Apart from allogeneic transplantation, which concerns very few patients, there are no treatments available capable of inducing a constant and definitive regression of myelofibrosis. Treatment is primarily palliative, slowing down the progression of fibrosis or reducing splenomegaly and inflammatory symptoms, or compensating for the consequences of cytopenia. The medicinal products used are hydroxyurea, interferon alpha, corticosteroids, IMiD (lenalidomide, revlimid), and transfusions.

Hydroxyurea is used in routine practice based on a benefit that was inadequately established in old studies. Its use has been replaced by that of JAK inhibitors. 

JAKAVI (ruxolitinib) was the first JAK inhibitor to have obtained an MA in the treatment of myelofibrosis. Its efficacy in the treatment of patients with primary myelofibrosis, post polycythaemia vera myelofibrosis or post essential thrombocythaemia myelofibrosis has been established for reducing spleen volume and the resulting symptoms.

In the event of failure or intolerance to ruxolitinib, no second-line therapy previously had an MA or was recommended in the treatment of splenomegaly and symptoms associated with myelofibrosis.

Role of INREBIC (fedratinib) in the care pathway:

INREBIC (fedratinib) is the second representative of the Janus Associated Kinase (JAK) inhibitor class indicated in the treatment of disease-related splenomegaly or symptoms in adult patients with primary myelofibrosis, post polycythaemia vera myelofibrosis or post essential thrombocythaemia myelofibrosis who are JAK inhibitor naïve or have been treated with ruxolitinib (the other JAK inhibitor currently available). Its efficacy has been established for spleen volume reduction.

In JAK inhibitor naïve patients, in the absence of comparative data, the role of INREBIC (fedratinib) compared to JAKAVI (ruxolitinib) cannot be determined. 

In patients previously treated with ruxolitinib, INREBIC (fedratinib) is a treatment option but uncertainties remain concerning its contribution given the absence of a comparative approach and the non-consensual definition of ruxolitinib resistance.

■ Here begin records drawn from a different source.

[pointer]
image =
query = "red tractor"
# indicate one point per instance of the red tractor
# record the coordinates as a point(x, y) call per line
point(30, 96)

Considering the risk of the development of Wernicke's encephalopathy (WE) identified during clinical studies with a dosage higher than that recommended (500 mg), the Committee highlights the importance of assessing then monitoring thiamine levels before initiating treatment with fedratinib then periodically during treatment. It also highlights that, as specified in the SPC, any change in mental status, confusion or memory impairment should raise concern for potential encephalopathy, including Wernicke's and prompt a full evaluation including a neurologic examination, assessment of thiamine levels and imaging (see sections 4.2 and 4.8 of the SPC).